Bir kısım bilim insanları; “İnsanlar belirli yılları yaşamakla yaşlanmazlar. Yaşlanmak, hayata bakış açısının, tutum ve davranışların değişmesidir. Bir görüş, düşünce, anlayış değişikliğidir” diyorlar. Öğrenme arzusu ve heyecanını kaybettiğiniz zaman yaşlanırsınız. Hayaller kurmaktan, geleceğe umutla bakmaktan, planlar yapmaktan uzaklaştığınız zaman yaşlanırsınız. Yeni hobiler, yeni dostluklar, yeni heyecanlar geliştiremezseniz her gün biraz daha köhneleşirsiniz. Dans etmeyi, şarkı söylemeyi, eğlenmeyi düşünmediğiniz zaman yaşamın neşesinden koparsınız, artık yaşlanıyorsunuz demektir. Ruhsal değerlerinizin aydınlığı içinde iyi yaşamanız gerektiğini ve buna layık nitelikte bir insan olduğunuzu kabul etmez, inanmaz ve bu yolda azimle yürümezseniz yaşamınız anlamını kaybediyor demektir.

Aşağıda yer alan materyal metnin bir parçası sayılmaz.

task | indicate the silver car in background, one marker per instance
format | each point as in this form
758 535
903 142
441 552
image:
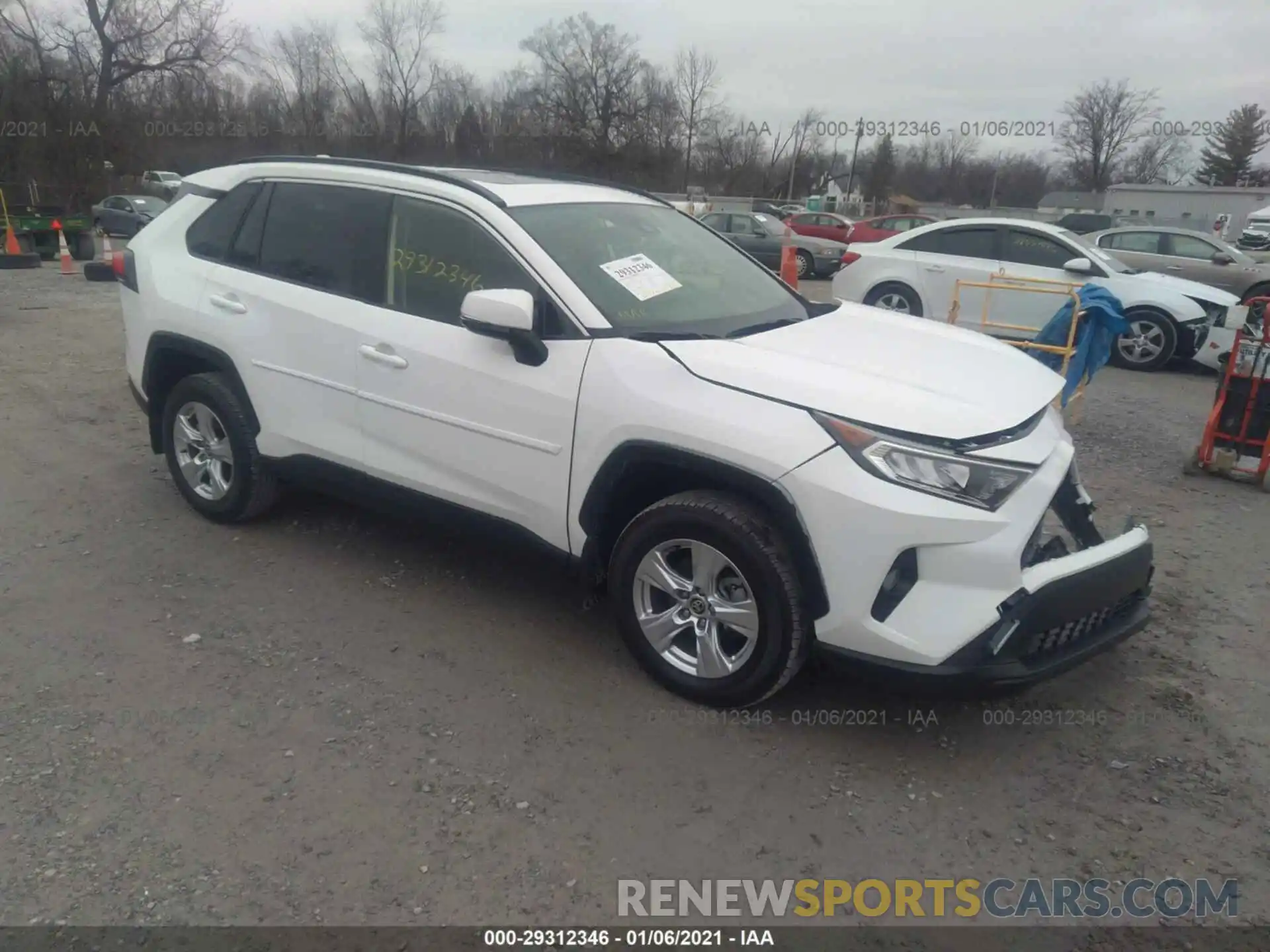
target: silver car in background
1194 255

Bir insanın kendine karşı iyi davranmasının en önemli ölçüsü kendine değer vermesi, kendini hor görmemesi, güçsüz ve yeteneksiz bulmamasıdır. Özellikle biraz yaş aldıktan sonra kendini yaşlı hisseden, kendi hakkında olumsuz yargılarda bulunan, kendini gençlere özgü şeylere layık görmeyen, yaşlılık kompleksine kapılan, cinsini ve cinselliğini unutan veya bu duygularından utanan insanlar vardır.
Yaşı ne olursa olsun, her insanın yaşamına katabileceği her lezzete, her güzelliğe, her sevgiye hakkı vardır. Ahlak ve erdem ilkeleri içinde istek ve arzularına göre yaşayabilecek gücü kendinde bulmalıdır. Kendilerine özen göstermeleri, kadınsa kadın gibi, erkekse erkek gibi olmaları, giyinmeleri, davranmaları, kendilerine gösterdikleri özeni renkle, aksesuarla, kokuyla tamamlama arzusu duymaları diğer insanlara ve kendilerine olan saygının ifadesidir.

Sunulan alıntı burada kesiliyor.